In any case, when one says “random” as for example in a sequence that has only its trivial program as its generator, does the sequence contain all digits one-at-a-time each occurring 0.1 of any chosen (infinite) subsequence, all 2-digit combinations each occurring 0.01 of any chosen (infinite) subsequence, all 3-digit combinations each occurring 0.001 of any (infinite) subsequence, etc. Can such a property even be proved for a sequence?

Thanks!

Yes, although the notion of randomness being discussed there is slightly stronger than what’s been discussed so far. Here we only require the whole string to be incompressible, but there they require every proper prefix to be incompressible as well.

I know next to nothing about this, but I know the layman’s definition of Kolmogorov complexity, and this sounds related. Say we have a sequence S of length n. Is this sequence random iff K(S) = n + O(1), where K is the Kolmogorov complexity function?

(i.e. can you define randomness wholly in terms of Kolmogorov complexity?)

Interesting, thanks. I hadn’t appreciated the equivalence of the three (qualitiative) definitions of randomness.

More to the point, in that link there was a reference to normal numbers. After looking there, I now see that what I was asking was whether a “random” sequence meant a “normal” sequence. I think.

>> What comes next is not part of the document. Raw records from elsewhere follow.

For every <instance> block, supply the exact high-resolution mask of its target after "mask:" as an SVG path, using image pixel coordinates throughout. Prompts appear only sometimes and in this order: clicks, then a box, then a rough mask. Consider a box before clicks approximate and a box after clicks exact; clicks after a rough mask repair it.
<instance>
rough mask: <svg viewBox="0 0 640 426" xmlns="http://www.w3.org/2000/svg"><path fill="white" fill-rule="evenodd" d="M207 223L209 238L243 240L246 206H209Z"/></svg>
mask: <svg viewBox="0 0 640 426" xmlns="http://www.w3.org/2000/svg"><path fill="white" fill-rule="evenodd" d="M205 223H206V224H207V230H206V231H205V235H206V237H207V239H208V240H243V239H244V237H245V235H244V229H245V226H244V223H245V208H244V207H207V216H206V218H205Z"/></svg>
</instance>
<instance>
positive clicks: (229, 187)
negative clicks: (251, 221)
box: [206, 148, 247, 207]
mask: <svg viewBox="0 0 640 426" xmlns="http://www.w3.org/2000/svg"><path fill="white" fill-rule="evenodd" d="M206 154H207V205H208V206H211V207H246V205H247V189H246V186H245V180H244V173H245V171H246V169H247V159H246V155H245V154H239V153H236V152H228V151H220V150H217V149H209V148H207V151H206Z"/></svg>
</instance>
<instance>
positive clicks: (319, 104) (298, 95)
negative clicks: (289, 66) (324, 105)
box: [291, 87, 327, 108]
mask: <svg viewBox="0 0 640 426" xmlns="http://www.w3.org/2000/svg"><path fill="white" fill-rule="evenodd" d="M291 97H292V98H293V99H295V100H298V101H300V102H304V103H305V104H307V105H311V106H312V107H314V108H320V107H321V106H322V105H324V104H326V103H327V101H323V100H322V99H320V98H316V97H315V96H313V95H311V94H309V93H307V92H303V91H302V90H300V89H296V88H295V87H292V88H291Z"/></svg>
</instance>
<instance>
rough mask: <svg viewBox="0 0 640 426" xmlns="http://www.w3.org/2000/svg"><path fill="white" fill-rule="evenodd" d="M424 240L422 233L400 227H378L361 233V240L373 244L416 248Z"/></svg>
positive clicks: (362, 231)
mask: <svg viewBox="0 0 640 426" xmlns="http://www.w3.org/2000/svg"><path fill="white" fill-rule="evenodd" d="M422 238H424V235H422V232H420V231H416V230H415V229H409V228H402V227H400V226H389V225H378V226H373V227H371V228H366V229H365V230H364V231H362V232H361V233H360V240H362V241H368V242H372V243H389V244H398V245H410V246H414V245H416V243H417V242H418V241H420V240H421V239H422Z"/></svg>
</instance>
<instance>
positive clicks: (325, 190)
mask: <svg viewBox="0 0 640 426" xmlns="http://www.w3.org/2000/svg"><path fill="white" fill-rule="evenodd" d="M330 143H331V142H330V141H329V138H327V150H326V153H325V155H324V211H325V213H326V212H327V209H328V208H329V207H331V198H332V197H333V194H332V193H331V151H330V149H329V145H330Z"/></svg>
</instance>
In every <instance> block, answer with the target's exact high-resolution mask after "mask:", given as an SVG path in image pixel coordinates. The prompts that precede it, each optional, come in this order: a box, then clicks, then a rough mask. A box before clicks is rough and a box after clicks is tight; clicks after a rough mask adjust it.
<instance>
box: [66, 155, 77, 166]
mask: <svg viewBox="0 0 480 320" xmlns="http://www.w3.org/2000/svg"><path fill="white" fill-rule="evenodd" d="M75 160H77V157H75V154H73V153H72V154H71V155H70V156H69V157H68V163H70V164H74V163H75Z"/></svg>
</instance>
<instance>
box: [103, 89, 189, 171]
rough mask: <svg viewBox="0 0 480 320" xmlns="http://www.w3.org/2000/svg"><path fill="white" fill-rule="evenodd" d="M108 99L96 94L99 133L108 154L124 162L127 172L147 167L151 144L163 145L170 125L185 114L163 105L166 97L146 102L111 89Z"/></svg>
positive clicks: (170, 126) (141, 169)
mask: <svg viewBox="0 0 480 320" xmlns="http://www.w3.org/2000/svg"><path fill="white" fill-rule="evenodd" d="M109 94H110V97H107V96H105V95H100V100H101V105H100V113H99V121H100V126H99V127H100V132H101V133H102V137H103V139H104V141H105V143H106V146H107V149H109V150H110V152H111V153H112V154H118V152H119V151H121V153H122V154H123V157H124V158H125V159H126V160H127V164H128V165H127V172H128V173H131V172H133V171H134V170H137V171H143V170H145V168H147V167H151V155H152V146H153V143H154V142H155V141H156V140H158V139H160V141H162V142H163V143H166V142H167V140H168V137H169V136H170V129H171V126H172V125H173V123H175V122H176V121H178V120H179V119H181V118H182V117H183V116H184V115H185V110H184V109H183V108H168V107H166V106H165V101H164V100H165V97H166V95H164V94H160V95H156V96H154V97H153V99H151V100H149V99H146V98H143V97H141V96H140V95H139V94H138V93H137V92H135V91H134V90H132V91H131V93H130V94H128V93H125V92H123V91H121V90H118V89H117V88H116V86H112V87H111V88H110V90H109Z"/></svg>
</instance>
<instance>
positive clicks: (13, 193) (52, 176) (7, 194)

Assuming that we are talking about computers, which is going to be the case for all serious uses of encryption, it’s worth noting that all data is encoded as series of bits. An integer, a fractional value, an imaginary number, etc. no matter what it can only be represented as 1s and 0s. A program just knows to treat the bits in a certain location as being of that type and uses code which treats the bits in that way to utilize it. But since it’s all just 1s and 0s to begin with, the max data that can be encoded is capped by the number of bits. What that data means is meaningless, just whether it can or can’t achieve the cap.

Well, that’s what I meant by “theoretically unbreakable.” I wasn’t using “theoretical” in the sense of “speculatively or probably true”; I just meant that it follows from information theory that OTP is unbreakable.